Only a century ago, infectious disease accounted for the majority of human deaths worldwide, including in the western world. This was before the discovery of penicillin, which revolutionised medicine and dramatically increased the average life span in high- and middle-income countries.
Today, beta-lactam antibiotics like penicillin (named after the ‘beta-lactam’ chemical structure they contain) are still not only the most important antibiotics, but arguably one of the most important medicines in clinical use, saving countless lives on a daily basis.
However, we are at risk of losing these life-saving drugs because bacteria are evolving mechanisms to stop antibiotics from working, leading to antimicrobial resistant ‘super-bugs’.
One of the biggest concerns is bacteria that produce enzymes called ‘beta-lactamases’. These enzymes can destroy the chemical structure of the beta-lactam antibiotics, which stops them from working properly.
Pauline says: “My project aims to understand, at a molecular level, how the enzymes go about inactivating antibiotics.
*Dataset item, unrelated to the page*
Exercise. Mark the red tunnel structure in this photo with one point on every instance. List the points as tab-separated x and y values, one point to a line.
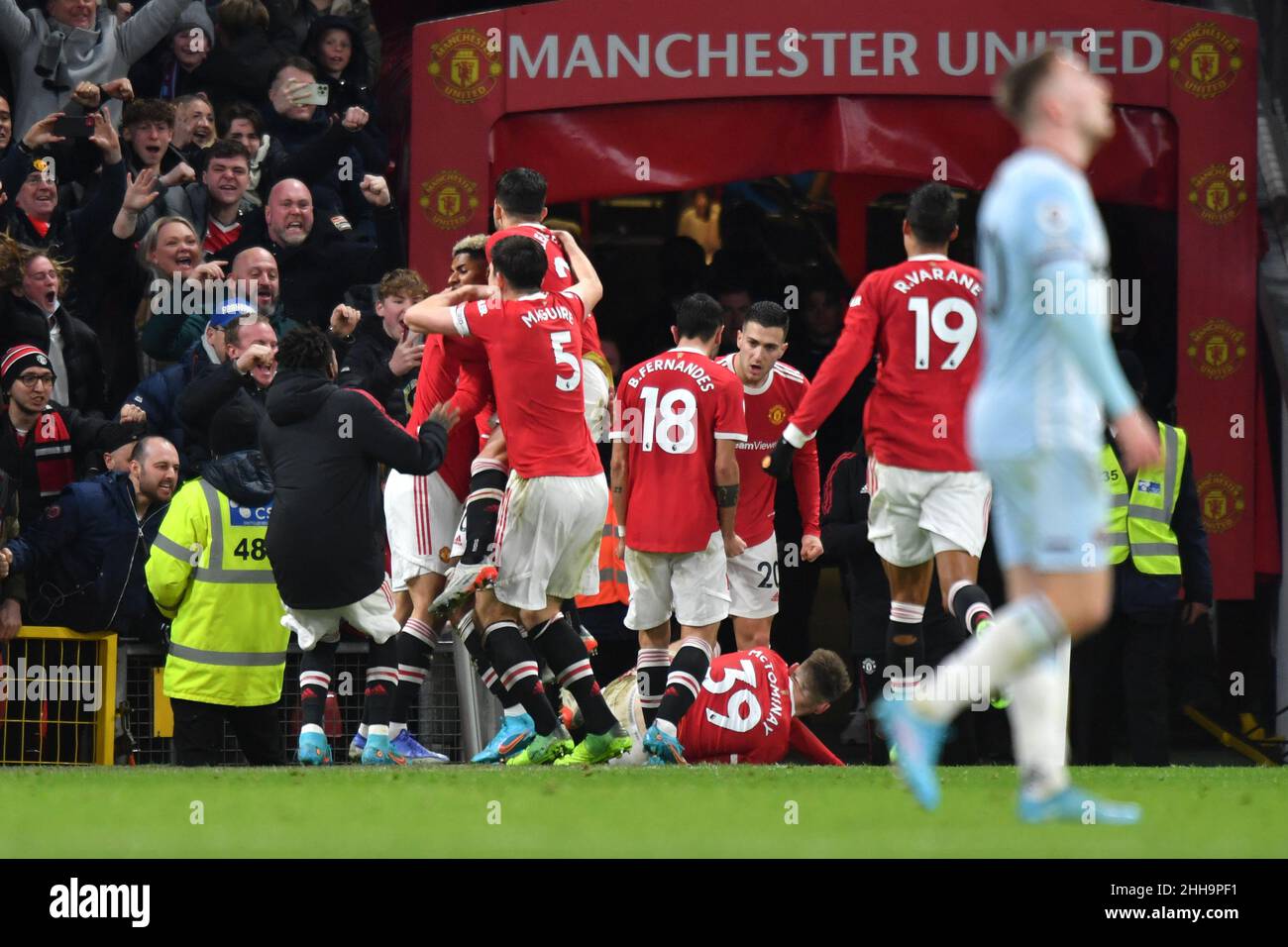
621	98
“Understanding these processes is essential for developing new antibiotics which are more resistant to inactivation by beta-lactamases, as well as producing new drugs that can protect antibiotics – by blocking beta-lactamases from destroying them.”
A new study, led by Pauline and recently published in the Proceedings of the National Academy of Sciences (PNAS), examines how the most widely used beta-lactamase inhibitors can stop beta-lactamases from destroying penicillins, despite being very similar to penicillin themselves. Read the full article online.
Pauline adds, “Our study gives new insight into the molecular mechanisms which enable the beta-lactamase inhibition, and it shows the potential of developing new, improved beta-lactamase inhibitors to protect our most important class of antibiotics – and to combat antimicrobial resistance.”
Pauline is part of the SWON Alliance, an MRC-funded partnership between the universities of Sheffield, Warwick, Oxford and Newcastle, and her PhD is supervised by Professor Christopher Schofield from the University of Oxford.